Kahn, a rabbi`s son who grew up in Pennsylvania listening to Top 40 radio ”and lots of Jewish music,” became interested in folk music as a teenager. Later, at Harvard, he was drawn into the burgeoning Southern civil rights movement.

”I discovered activism, political music and the South all at once and fell in love with all of them,” says the singer, who released his first album in 1975.

After working in Georgia and Arkansas, Kahn moved to Charlotte to work in a union organizing campaign and stayed. In 1980, he founded Grassroots Leadership, the not-for-profit resource center for community organizers where he works practically full time. (Concert proceeds benefit Grassroots.)

”Most musicians do 150 or 200 shows a year,” says Kahn, who finds time to do about 30 concerts annually. ”I can`t. So it`s really quite amazing that I can do the kind of music that I do, on a part-time basis, and that so many people go out and buy the records.”
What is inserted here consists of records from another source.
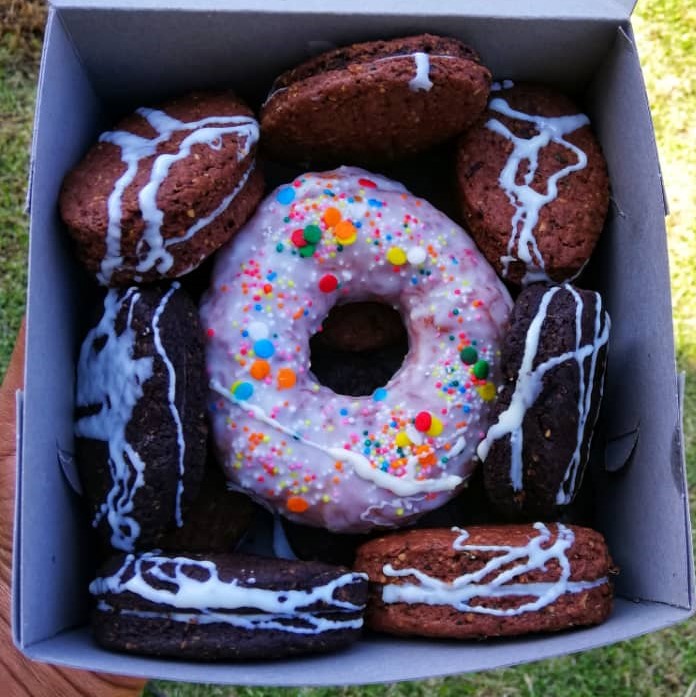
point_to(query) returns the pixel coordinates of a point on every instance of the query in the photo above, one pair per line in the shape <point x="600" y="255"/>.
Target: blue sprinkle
<point x="243" y="391"/>
<point x="380" y="394"/>
<point x="285" y="195"/>
<point x="264" y="348"/>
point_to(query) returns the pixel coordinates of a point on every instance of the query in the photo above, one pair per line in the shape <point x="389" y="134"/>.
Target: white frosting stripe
<point x="401" y="486"/>
<point x="152" y="248"/>
<point x="211" y="597"/>
<point x="526" y="201"/>
<point x="310" y="624"/>
<point x="529" y="385"/>
<point x="113" y="378"/>
<point x="534" y="556"/>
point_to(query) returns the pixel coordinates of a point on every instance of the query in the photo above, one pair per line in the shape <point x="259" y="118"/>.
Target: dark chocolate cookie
<point x="452" y="583"/>
<point x="226" y="606"/>
<point x="553" y="359"/>
<point x="533" y="184"/>
<point x="375" y="101"/>
<point x="140" y="414"/>
<point x="164" y="190"/>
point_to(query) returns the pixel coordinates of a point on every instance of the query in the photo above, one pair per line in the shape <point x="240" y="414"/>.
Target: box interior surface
<point x="97" y="64"/>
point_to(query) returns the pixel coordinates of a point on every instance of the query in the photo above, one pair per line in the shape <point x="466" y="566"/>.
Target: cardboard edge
<point x="627" y="32"/>
<point x="617" y="10"/>
<point x="679" y="461"/>
<point x="225" y="673"/>
<point x="15" y="599"/>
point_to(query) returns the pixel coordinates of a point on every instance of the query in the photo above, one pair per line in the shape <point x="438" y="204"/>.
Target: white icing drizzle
<point x="401" y="486"/>
<point x="530" y="383"/>
<point x="113" y="378"/>
<point x="527" y="202"/>
<point x="212" y="597"/>
<point x="207" y="131"/>
<point x="534" y="556"/>
<point x="421" y="80"/>
<point x="171" y="398"/>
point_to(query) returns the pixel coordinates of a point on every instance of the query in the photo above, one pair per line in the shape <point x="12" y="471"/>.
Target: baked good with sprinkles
<point x="351" y="463"/>
<point x="140" y="409"/>
<point x="374" y="101"/>
<point x="553" y="359"/>
<point x="225" y="606"/>
<point x="487" y="581"/>
<point x="165" y="189"/>
<point x="533" y="184"/>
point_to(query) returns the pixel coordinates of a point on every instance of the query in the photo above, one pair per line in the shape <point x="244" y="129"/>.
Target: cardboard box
<point x="101" y="58"/>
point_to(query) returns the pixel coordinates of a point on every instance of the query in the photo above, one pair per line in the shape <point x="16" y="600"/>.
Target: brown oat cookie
<point x="450" y="583"/>
<point x="164" y="189"/>
<point x="374" y="101"/>
<point x="140" y="421"/>
<point x="225" y="606"/>
<point x="532" y="207"/>
<point x="553" y="359"/>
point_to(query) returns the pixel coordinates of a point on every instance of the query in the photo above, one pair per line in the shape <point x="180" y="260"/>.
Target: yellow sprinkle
<point x="487" y="391"/>
<point x="435" y="427"/>
<point x="402" y="439"/>
<point x="396" y="256"/>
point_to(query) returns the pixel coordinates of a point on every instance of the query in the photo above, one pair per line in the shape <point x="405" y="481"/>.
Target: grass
<point x="663" y="663"/>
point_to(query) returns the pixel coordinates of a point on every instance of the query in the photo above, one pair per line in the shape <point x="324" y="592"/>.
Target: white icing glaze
<point x="332" y="460"/>
<point x="171" y="398"/>
<point x="527" y="202"/>
<point x="153" y="248"/>
<point x="113" y="379"/>
<point x="212" y="598"/>
<point x="534" y="556"/>
<point x="529" y="384"/>
<point x="421" y="80"/>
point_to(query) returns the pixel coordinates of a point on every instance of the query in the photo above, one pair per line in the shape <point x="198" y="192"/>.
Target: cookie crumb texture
<point x="554" y="359"/>
<point x="375" y="101"/>
<point x="140" y="415"/>
<point x="487" y="581"/>
<point x="226" y="607"/>
<point x="165" y="189"/>
<point x="533" y="185"/>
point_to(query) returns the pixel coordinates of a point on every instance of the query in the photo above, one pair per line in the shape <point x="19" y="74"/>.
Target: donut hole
<point x="359" y="347"/>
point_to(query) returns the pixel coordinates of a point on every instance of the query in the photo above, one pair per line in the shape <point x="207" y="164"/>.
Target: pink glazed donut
<point x="350" y="464"/>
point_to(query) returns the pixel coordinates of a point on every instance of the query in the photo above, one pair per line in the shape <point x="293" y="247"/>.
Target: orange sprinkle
<point x="296" y="504"/>
<point x="344" y="230"/>
<point x="260" y="369"/>
<point x="331" y="216"/>
<point x="286" y="378"/>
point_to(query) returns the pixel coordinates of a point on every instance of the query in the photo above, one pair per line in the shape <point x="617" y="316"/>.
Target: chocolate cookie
<point x="164" y="190"/>
<point x="140" y="414"/>
<point x="216" y="521"/>
<point x="553" y="359"/>
<point x="533" y="184"/>
<point x="487" y="581"/>
<point x="374" y="101"/>
<point x="225" y="606"/>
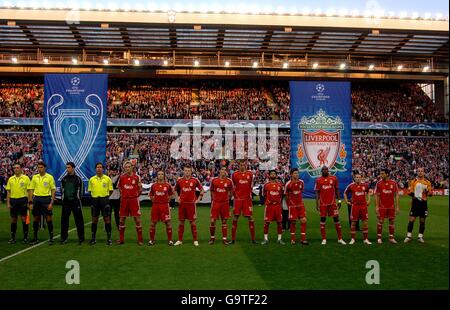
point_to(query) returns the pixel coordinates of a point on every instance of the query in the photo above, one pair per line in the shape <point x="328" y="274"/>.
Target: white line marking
<point x="39" y="244"/>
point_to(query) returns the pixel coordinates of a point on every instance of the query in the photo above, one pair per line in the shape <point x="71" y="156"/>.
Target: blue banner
<point x="74" y="123"/>
<point x="128" y="122"/>
<point x="321" y="132"/>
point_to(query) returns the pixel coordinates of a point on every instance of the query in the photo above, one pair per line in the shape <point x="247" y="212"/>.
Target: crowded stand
<point x="402" y="155"/>
<point x="231" y="100"/>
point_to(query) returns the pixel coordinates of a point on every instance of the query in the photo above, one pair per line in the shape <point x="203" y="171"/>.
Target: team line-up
<point x="38" y="195"/>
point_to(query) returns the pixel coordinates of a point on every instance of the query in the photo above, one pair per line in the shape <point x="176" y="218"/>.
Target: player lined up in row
<point x="38" y="196"/>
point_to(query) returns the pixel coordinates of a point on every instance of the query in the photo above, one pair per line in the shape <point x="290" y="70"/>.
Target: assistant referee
<point x="41" y="195"/>
<point x="16" y="201"/>
<point x="100" y="187"/>
<point x="72" y="192"/>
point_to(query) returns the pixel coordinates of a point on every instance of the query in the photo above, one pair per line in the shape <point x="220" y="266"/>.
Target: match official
<point x="41" y="195"/>
<point x="16" y="201"/>
<point x="100" y="187"/>
<point x="72" y="192"/>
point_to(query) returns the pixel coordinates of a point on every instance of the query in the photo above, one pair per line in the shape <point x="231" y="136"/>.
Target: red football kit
<point x="294" y="199"/>
<point x="273" y="193"/>
<point x="359" y="203"/>
<point x="386" y="191"/>
<point x="220" y="190"/>
<point x="242" y="183"/>
<point x="129" y="195"/>
<point x="161" y="193"/>
<point x="327" y="186"/>
<point x="186" y="189"/>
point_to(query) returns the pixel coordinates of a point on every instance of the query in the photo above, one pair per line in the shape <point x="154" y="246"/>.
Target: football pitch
<point x="241" y="266"/>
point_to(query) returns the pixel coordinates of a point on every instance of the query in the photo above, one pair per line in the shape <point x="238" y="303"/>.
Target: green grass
<point x="242" y="266"/>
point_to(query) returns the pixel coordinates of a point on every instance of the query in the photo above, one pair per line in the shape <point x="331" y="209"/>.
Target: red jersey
<point x="161" y="192"/>
<point x="273" y="193"/>
<point x="294" y="192"/>
<point x="386" y="190"/>
<point x="358" y="192"/>
<point x="129" y="185"/>
<point x="327" y="186"/>
<point x="220" y="189"/>
<point x="186" y="189"/>
<point x="242" y="183"/>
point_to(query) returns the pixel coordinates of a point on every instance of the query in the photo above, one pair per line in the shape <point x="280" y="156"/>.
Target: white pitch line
<point x="39" y="244"/>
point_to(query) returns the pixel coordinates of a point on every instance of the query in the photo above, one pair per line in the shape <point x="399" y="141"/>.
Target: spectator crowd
<point x="232" y="100"/>
<point x="402" y="155"/>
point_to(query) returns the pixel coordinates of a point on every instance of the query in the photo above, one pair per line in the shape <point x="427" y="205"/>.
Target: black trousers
<point x="67" y="208"/>
<point x="349" y="207"/>
<point x="115" y="205"/>
<point x="285" y="222"/>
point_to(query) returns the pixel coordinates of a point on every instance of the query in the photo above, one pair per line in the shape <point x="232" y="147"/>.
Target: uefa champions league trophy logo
<point x="74" y="131"/>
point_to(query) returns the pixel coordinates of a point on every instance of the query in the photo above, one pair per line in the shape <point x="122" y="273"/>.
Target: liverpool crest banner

Lately, Kahn has been turning his songwriting talents in a new direction: musical theater. Next month, the Milwaukee Repertory Theater will present

”The Most Dangerous Woman in America,” a collaboration between Kahn and Ronnie Gilbert of the Weavers.

The one-woman musical, starring Gilbert, is based on the life of American labor radical Mother Jones. And in August, the prestigious Goodspeed Opera House, a Broadway developmental theater in East Haddam, Conn., will present

”Some Sweet Day,” a musical comedy Kahn describes as ”a kind of multiracial `Oklahoma!` ”

”It`s based on the history of black and white sharecroppers organizing in Arkansas in the 1930s,” says the singer, who wrote the show`s music. ”But it`s very much a traditional musical comedy, with lots of big dance numbers and love songs and humor. We`re hoping it will go to off-Broadway or even Broadway. It`s been really interesting doing a musical that can reach all kinds of people.”